In middle school, I graduated to back pain. I don’t remember if it took awhile for people to take me seriously or not. I do remember describing what I went through sometimes, as the muscles in my back gripping tight and refusing to let go (spasms). I remember I got pretty good care. I went through dozens of tests including five million scoliosis exams, XRays, an MRI, and a bone scan. A couple of those were damn near terrifying considering my phobia of needles and enclosed spaces.  The most frustrating part was that they couldn’t figure out what was wrong with me. I was diagnosed with chronic back problems. They thought maybe I had injured myself from carrying around a 25 pound french horn and a backpack that weighed even more as well as carrying my emotions in my back muscles. I went to a gifted and talented school and was pushed to be a high achiever. I was under too much stress for a thirteen year old.  They sent me to stress management counseling where I learned how to meditate (a skill that has been very useful to me over the years). In the end, my mom sought out chiropractic care and massage therapy. Both were considered way more alternative than they are now. But I actually found answers and relief. Although my situation would remain chronic.

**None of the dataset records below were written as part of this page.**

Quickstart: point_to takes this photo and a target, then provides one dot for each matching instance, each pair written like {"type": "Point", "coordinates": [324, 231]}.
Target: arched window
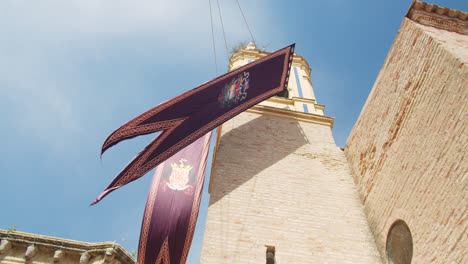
{"type": "Point", "coordinates": [399, 246]}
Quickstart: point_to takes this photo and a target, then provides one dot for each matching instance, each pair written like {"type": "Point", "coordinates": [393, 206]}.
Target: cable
{"type": "Point", "coordinates": [224, 34]}
{"type": "Point", "coordinates": [245, 20]}
{"type": "Point", "coordinates": [212, 36]}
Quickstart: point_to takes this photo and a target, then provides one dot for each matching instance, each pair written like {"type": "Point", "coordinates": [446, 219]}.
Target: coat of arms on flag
{"type": "Point", "coordinates": [180, 176]}
{"type": "Point", "coordinates": [235, 91]}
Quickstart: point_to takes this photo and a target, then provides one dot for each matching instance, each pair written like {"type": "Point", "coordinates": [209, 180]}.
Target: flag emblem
{"type": "Point", "coordinates": [234, 91]}
{"type": "Point", "coordinates": [179, 176]}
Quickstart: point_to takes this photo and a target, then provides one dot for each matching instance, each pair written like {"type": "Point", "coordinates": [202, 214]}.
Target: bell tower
{"type": "Point", "coordinates": [281, 190]}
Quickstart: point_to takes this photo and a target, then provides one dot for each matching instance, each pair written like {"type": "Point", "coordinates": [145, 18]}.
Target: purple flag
{"type": "Point", "coordinates": [172, 206]}
{"type": "Point", "coordinates": [194, 113]}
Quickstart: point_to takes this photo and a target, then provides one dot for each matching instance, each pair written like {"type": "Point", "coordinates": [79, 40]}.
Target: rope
{"type": "Point", "coordinates": [224, 34]}
{"type": "Point", "coordinates": [245, 20]}
{"type": "Point", "coordinates": [212, 36]}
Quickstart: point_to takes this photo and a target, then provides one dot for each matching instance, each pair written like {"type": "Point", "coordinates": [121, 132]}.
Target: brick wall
{"type": "Point", "coordinates": [408, 149]}
{"type": "Point", "coordinates": [283, 183]}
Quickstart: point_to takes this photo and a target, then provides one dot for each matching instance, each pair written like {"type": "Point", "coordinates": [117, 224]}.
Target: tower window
{"type": "Point", "coordinates": [270, 254]}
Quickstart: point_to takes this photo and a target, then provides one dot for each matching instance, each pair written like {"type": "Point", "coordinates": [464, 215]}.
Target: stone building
{"type": "Point", "coordinates": [408, 150]}
{"type": "Point", "coordinates": [281, 190]}
{"type": "Point", "coordinates": [19, 247]}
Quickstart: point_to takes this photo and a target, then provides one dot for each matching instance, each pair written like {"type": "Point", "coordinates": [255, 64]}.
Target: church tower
{"type": "Point", "coordinates": [281, 190]}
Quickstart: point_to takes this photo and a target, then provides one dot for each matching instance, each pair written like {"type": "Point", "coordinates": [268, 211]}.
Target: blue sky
{"type": "Point", "coordinates": [73, 71]}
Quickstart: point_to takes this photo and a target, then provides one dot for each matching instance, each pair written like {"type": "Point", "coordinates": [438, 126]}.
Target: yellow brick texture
{"type": "Point", "coordinates": [408, 149]}
{"type": "Point", "coordinates": [283, 183]}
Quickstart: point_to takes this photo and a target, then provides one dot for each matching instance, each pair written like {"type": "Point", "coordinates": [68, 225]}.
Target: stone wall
{"type": "Point", "coordinates": [408, 149]}
{"type": "Point", "coordinates": [283, 183]}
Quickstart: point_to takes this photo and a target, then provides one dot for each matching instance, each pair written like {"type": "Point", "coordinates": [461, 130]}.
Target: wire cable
{"type": "Point", "coordinates": [224, 34]}
{"type": "Point", "coordinates": [245, 20]}
{"type": "Point", "coordinates": [212, 36]}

Over the years I was able to achieve lower levels of pain and many, many pain-free days. I was able to remain moderately active. I didn’t need any prescriptions. I was never bed-bound. It became routine. Familiar. I was actually proud of my tolerance, considering it fairly high because I dealt with pain so often. It didn’t have a scientific name and I never wrote “back problems” down under medical issues. Life carried on.

At twenty nine I was pregnant. Along with many other issues including but not limited to debilitating fatigue, oily hair, burning acne on my chest, horrible depression and suicidal ideation, my old friend Severe Pain returned. It was most prominent in my tail bone, butt bones, and pubic bone and it started early. They liked to tell me that my body was preparing for labor and I would just stare at them like ,”Guys, I’m only two months in.” Exercising? Out of the question. Walking became ridiculous too. Rolling over in bed? Agony. It has come to my attention that I was probably suffering from Symphysis pubis dysfunction but even if I had gotten them to diagnose this, they still would have waved it off.

It set the precedent for the next two years: being in pain and being ignored.